The New Chinese Dream: NO to Manufacturing, YES to Innovation
After having been working in China lately, it is hard not to see posters all over Beijing talking about the New Chinese Dream. Instead of the world talking about the American Dream, the Chinese leaders wants the world to talk about the Chinese Dream. So, what is that dream about? It is not totally clear, but it has something to do with less captalism american style, less corruption Chinese style and above all it seems like innovation is at the core. The Chinese are entering a new economic stage where they cannot only be cheap producers anymore, they need to be top innovators. Are they now? No. Can they be world class innovators in the future? Let’s look into it…
Looking out from my hotel in Wanxing seeing skyscrapers and smog, big brand signs and poor immigrant workers, I started to think about the future of China when it comes to innovation.
YES – China will be an innovation super power
Let us starts with what makes China a possible innovation force of the future:
- China is soon the greatest economy in the world. Money talks. Bullshit walks. And money will give you resources to fund R&D for sure.

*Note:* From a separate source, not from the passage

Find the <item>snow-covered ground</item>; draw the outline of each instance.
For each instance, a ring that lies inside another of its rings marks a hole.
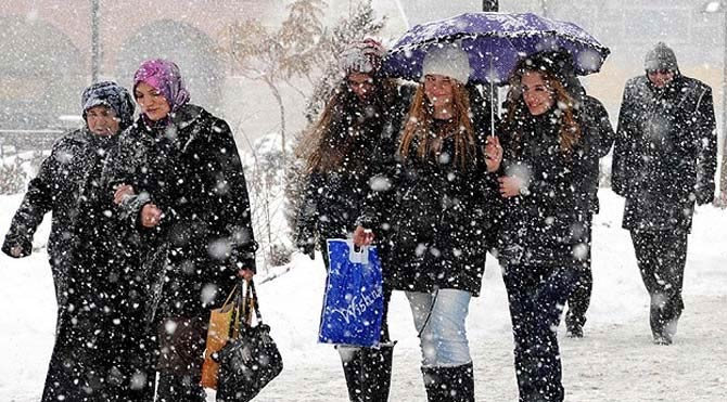
[[[636,269],[623,202],[600,193],[594,228],[594,297],[586,337],[562,337],[567,401],[727,400],[727,210],[701,207],[689,238],[686,310],[673,346],[651,342],[648,297]],[[0,197],[7,232],[20,196]],[[41,245],[43,229],[36,237]],[[23,260],[0,257],[0,401],[40,398],[54,330],[53,285],[44,250]],[[337,353],[316,343],[324,272],[320,258],[297,256],[293,269],[259,286],[262,311],[285,368],[257,400],[346,401]],[[390,323],[394,352],[392,401],[423,401],[419,348],[406,299],[395,294]],[[488,261],[483,296],[468,321],[479,401],[515,401],[512,337],[500,271]],[[564,329],[561,328],[562,335]],[[209,400],[212,401],[212,394]]]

- China is building a new army of well educated workers. Top universities like Tsinghua are producing engineers en masse (and around the campus are all the big multinationals players like Sony, Google, Siemens, Ericsson etc looking for new talent). A big quantity of knowledge workers will of course give you results. But what about the quality aspect? It is one thing knowing what is it says in the book, but putting it to practice in news ways is something else.
- China has its own eco system which makes it a big hotbed for testing out new stuff before being killed by outside competition. Alibaba and Tencent are huge examples – that would probably not have made it in an open global marketplace, but has grown so big now that they can swallow the better performers abroad.
NO – China will not be an innovation super power
OK, that some of the things that makes China a possible super innovation nation. So what are the problems?
- The innovation culture is just not there. If you are put in prison for speaking about things outside the box for centuries, the culture will not change instantly. There needs to be a lot of focus put on people learning to think creatively and daring to do it. In an Chinese way. The big management consultancies in the world like McKinsey and others are being thrown out of Chinese companies because of there attitude that the American way is the only way. And one model fits all. The innovation culture in China needs its own model and its own development process.
- The language barrier is huge. Even in big multinationals with people being paid the same salaries as their western equals, the level of English is poor. And like it or not, but the global language of innovation, today and for the foreseeable future, is English. If you do not understand English – and cannot use Google because it is blocked – you will loose out of a lot of the hot global innovation trends.
- The rise of the creative class, might instead be the flight of the creative class. The Chinese creatives are going to the US to study and many of them stay there. And because of what the Chinese call the “city sickness” the global creative class does not want to move to China. The city sickness is a mix of big cities being to big with continous traffic jams and no real centers but mostly built around big highways (Richard Florida says that creatives wants cities you can walk in), the housing prices are really high, the pollution is world class (in a really bad way) and the censorship and blockage of information, culture and human expression keeps the global creatives staying away from China.
Hmmm…. China will be an innovation super power. But it will take a while.
So will China be a super innovation power? Yes. Will it happen tomorrow? No. It will take a lot of time. China will probably start to make noise when it comes to high tech and physical products, but when it comes to services (which are still not really considered “real innovation” in China) it will take a while.
But China has time. And money. And resources. The Chinese Dream will come true. One way or the other.